Mit der Untersuchung des Augenhintergrundes bei Patienten mit Diabetes verfolgt man zwei Ziele: die Früherkennung diabetischer Veränderungen am Auge ermöglicht die Planung einer optimalen augenärztlichen Behandlung und das Vorhandensein bzw. das Ausmaß einer diabetischen Retinopathie gilt als Gradmesser für die Einstellung des Diabetes. Darüber hinaus sollte auch der Diabetologe um die therapeutischen Möglichkeiten am Auge wissen, um seine Patienten ganzheitlich beraten zu können. Nachstehend seien die für die ärztliche Kommunikation und Kooperation wichtigen Aspekte zusammengefasst, gewonnen auf zwei Fortbildungen: In Hamburg berichteten Prof. Wolfgang Wiegand und sein Team im Rahmen des Ophthalmologen-Vormittags der Abteilung für Augenheilkunde der Asklepios Klinik Nord-Heidberg über dieses Thema, bei der 174. Versammlung des Vereins Rheinisch-Westfälischer Augenärzte in Essen sprach Prof. Diethelm Tschöpe (Bochum/Bad Oeynhausen) über das Thema "Diabetische Retinopathie - Internistischer Handlungsauftrag". Tschöpe zeigte, dass sich die diabetische Retinopathie als Risikomarker für makround mikrovaskuläre Ereignisse eignet, insbesondere für: Apoplex, kardiovaskuläre Ereignisse einschließlich Herzinsuffizienz, Polyneuropathie, Nephropathie, Amputationen der unteren Extremität sowie die Gesamtmortalität.

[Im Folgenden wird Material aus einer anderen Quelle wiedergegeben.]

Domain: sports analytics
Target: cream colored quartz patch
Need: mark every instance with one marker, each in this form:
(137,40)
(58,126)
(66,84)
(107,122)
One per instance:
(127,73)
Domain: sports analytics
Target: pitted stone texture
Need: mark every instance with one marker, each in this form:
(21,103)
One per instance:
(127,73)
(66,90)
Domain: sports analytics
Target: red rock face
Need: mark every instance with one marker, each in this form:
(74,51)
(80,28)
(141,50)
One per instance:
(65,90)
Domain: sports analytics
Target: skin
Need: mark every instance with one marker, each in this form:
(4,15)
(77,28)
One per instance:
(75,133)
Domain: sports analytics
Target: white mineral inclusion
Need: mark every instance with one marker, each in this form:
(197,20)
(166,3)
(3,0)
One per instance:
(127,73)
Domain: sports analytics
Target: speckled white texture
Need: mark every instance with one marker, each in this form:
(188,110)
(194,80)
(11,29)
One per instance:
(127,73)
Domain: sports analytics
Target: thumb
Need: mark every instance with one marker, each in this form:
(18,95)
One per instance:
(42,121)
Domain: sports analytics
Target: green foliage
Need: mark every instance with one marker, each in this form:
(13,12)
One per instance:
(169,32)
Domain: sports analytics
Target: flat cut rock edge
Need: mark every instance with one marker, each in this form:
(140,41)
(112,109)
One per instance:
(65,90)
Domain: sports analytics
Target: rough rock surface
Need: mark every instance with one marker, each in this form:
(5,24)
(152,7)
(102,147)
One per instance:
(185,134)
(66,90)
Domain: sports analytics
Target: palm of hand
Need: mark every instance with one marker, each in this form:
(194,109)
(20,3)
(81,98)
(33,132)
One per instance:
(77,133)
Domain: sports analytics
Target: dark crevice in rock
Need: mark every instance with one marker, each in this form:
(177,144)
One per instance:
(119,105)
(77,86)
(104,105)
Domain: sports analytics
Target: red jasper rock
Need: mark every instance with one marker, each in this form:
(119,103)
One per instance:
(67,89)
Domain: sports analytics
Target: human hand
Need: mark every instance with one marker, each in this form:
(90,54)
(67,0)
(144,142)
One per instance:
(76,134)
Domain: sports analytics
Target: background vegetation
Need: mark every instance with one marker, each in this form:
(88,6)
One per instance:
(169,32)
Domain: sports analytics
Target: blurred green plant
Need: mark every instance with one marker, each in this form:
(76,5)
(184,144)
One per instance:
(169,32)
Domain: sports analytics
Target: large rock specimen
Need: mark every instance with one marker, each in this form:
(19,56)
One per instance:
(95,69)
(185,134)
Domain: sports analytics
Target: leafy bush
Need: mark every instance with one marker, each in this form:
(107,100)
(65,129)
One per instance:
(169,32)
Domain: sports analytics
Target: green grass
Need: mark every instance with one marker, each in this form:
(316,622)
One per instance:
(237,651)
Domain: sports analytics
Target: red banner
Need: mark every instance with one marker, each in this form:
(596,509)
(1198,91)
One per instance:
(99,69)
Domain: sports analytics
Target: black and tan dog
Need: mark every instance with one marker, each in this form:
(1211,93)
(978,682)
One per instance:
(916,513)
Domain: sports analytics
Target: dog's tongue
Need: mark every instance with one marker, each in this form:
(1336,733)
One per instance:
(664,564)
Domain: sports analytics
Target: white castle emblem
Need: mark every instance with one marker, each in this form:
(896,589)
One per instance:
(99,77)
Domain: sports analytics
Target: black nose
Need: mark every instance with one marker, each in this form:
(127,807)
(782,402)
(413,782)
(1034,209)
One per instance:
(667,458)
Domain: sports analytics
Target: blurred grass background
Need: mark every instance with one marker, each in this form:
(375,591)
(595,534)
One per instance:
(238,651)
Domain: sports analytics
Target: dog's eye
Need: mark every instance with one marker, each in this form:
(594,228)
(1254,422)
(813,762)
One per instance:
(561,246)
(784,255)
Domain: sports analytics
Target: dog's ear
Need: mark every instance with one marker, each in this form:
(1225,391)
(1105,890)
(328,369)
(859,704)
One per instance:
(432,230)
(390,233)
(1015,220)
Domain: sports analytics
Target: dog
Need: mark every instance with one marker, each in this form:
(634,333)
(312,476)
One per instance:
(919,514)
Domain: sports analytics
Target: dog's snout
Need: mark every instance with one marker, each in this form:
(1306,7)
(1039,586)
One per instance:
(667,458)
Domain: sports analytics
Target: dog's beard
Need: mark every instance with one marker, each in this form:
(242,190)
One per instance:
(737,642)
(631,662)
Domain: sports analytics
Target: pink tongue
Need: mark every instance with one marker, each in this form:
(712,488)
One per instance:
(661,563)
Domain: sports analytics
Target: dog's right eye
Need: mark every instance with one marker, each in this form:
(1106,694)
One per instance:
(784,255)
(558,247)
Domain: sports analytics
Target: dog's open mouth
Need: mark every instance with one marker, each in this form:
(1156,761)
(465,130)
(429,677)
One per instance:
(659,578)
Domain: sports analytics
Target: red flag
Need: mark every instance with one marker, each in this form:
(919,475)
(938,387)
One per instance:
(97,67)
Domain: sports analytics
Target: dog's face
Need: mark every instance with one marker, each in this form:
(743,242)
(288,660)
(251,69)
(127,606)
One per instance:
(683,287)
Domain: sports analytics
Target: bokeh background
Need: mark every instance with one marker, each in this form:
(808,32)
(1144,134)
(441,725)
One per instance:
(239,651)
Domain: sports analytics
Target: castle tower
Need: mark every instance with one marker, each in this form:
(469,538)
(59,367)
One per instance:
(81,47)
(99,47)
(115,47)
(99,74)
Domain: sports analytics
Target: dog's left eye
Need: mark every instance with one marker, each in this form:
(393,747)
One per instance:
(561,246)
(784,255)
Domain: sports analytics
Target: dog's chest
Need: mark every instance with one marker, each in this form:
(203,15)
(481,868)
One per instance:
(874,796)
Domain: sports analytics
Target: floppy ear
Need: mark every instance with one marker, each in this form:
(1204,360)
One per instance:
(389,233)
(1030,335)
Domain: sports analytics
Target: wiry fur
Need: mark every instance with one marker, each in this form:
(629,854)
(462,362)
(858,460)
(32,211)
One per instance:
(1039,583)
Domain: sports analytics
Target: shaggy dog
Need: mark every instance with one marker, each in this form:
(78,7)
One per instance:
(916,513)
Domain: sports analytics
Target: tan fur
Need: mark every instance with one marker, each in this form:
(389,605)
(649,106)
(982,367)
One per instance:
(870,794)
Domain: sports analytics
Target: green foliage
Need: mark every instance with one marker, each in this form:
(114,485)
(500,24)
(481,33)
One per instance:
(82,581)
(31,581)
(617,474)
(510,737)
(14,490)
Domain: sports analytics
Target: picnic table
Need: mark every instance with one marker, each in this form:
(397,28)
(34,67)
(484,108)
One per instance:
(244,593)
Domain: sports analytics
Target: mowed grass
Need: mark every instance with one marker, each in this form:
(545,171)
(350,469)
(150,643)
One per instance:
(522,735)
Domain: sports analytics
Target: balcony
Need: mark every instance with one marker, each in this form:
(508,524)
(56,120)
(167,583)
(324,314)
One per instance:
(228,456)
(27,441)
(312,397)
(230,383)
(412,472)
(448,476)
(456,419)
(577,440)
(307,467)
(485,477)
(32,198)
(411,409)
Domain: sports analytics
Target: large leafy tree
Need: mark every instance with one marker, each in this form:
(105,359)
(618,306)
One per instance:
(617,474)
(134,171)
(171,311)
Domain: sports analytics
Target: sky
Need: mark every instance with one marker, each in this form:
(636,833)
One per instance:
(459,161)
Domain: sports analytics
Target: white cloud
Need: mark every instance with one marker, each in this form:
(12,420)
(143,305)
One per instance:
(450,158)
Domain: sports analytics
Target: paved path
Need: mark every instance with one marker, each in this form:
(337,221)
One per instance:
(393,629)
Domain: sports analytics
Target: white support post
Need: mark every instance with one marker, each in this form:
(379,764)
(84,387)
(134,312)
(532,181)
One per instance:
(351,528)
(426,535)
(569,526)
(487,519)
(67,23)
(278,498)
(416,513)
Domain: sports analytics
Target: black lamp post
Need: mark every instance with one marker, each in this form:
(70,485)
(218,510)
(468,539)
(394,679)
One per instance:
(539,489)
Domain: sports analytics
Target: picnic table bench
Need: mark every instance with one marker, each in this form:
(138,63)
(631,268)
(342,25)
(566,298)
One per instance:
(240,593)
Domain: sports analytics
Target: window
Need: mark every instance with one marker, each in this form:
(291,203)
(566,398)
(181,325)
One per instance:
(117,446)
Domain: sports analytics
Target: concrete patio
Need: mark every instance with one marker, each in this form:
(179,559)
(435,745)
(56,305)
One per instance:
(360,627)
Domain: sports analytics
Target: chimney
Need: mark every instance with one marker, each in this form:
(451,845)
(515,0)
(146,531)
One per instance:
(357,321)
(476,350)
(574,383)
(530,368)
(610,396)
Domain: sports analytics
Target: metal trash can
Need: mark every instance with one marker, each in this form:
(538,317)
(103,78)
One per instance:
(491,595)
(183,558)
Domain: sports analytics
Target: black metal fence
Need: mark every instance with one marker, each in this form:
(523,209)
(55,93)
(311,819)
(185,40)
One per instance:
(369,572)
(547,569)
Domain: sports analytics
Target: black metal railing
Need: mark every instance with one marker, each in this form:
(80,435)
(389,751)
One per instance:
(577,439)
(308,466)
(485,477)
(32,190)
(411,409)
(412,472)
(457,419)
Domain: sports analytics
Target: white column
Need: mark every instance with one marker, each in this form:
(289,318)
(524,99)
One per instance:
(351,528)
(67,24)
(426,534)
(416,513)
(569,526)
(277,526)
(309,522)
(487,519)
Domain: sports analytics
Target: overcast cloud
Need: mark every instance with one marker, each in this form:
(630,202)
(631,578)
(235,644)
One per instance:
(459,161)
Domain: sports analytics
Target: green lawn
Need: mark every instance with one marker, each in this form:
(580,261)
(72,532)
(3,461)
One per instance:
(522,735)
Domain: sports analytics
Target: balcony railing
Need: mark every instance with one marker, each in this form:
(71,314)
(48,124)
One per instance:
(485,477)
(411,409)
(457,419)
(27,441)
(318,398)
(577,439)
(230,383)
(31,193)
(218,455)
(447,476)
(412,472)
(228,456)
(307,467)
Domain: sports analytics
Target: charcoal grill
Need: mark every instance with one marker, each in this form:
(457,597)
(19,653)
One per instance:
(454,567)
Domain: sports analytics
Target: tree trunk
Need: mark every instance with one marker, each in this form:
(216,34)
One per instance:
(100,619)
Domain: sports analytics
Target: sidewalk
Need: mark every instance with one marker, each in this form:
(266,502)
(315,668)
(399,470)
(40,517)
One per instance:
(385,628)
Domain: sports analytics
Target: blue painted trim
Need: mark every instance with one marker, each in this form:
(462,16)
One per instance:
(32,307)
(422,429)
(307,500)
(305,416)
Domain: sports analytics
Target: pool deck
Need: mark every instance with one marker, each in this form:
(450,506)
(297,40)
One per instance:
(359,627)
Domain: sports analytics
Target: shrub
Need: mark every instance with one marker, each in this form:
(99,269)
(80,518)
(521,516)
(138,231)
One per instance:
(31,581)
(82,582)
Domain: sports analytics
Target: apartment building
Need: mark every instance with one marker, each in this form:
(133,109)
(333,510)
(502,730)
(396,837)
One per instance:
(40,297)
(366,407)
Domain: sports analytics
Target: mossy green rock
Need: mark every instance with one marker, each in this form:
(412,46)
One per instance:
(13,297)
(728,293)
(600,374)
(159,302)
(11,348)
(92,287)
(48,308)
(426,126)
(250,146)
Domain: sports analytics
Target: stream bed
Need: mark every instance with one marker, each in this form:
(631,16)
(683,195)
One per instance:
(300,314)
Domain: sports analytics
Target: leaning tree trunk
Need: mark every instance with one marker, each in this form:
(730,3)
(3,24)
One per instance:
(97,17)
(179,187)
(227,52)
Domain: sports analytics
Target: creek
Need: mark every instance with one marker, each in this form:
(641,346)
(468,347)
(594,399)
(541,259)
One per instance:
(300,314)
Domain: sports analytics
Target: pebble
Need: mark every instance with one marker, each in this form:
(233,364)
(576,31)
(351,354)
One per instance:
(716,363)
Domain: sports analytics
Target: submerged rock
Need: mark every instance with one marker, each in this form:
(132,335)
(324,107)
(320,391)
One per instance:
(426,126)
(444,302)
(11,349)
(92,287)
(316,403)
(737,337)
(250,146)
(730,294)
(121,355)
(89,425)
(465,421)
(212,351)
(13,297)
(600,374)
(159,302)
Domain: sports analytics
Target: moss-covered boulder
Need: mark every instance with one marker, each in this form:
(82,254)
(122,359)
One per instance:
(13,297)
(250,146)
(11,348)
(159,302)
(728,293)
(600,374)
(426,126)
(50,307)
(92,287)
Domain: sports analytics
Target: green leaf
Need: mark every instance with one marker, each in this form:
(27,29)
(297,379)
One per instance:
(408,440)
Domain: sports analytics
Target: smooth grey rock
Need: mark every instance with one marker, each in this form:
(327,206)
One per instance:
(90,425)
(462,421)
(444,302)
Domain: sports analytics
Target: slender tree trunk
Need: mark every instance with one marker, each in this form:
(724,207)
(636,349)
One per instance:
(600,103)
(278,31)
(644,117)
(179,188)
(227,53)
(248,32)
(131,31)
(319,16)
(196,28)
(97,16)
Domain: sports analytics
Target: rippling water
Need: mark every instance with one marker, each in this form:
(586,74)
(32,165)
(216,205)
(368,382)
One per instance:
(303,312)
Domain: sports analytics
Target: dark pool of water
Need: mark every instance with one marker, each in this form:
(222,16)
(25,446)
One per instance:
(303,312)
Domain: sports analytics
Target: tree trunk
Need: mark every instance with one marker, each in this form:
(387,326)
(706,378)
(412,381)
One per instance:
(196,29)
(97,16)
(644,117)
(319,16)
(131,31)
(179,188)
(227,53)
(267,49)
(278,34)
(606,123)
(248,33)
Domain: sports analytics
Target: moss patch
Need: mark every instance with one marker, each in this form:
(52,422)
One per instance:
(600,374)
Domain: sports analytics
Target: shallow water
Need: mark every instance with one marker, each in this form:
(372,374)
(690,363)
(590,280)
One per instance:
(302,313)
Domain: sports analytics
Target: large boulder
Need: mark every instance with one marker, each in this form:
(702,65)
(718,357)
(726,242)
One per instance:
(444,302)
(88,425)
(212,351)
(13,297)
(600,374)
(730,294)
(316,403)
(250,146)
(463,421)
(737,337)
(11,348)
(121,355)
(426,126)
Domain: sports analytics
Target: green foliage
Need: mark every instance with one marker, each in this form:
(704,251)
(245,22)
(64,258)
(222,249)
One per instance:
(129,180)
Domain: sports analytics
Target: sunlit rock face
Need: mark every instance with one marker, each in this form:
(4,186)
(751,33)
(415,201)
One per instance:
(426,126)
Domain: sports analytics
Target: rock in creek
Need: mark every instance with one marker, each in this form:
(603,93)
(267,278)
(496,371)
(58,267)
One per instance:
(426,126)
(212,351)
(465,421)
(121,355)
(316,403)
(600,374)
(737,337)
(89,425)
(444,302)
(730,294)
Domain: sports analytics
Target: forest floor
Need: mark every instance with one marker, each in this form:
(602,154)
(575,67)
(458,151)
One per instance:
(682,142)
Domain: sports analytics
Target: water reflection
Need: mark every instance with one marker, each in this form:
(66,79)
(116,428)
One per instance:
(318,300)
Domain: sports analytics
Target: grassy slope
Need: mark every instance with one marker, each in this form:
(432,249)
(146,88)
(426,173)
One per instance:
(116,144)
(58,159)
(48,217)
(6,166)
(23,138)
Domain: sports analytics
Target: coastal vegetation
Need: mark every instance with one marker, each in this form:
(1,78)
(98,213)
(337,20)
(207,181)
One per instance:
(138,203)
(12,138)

Das Team um Wiegand stellte die aktuellen diagnostischen und therapeutischen Möglichkeiten der Augenheilkunde dar. In der nordamerikanischen NHANES-Studie wurde für Patienten ab 20 Jahren auf der Basis des Nüchtern-Blutzuckers für die Jahre 1999-2000 eine Prävalenz des Diabetes von 8,3 Prozent ermittelt. In Deutschland ist eine Zunahme der Zahl bekannter Diabetiker um ca. 2,5 Prozent pro Jahr zu erwarten. Risikofaktoren für die Entwicklung einer diabetischen Retinopathie sind außer Hyperglykämie und einem erhöhten HBA1C38-Wert (Zielwert sieben Prozent), Hypertonie, Nephropathie, erhöhte Lipidwerte (Triglyceride) und die Genetik. Eine strenge Einstellung des Blutdrucks reduziert bei Patienten mit Diabetes Typ 2 das Risiko einer Progression der diabetischen Retinopathie um 34 Prozent und gleichzeitig das Risiko, einer Laserbehandlung zu bedürfen, um 35 Prozent. Wichtig ist auch: Bei Kindern mit Diabetes ist vor der Pubertät nicht mit diabetisch bedingten Netzhautveränderungen zu rechnen.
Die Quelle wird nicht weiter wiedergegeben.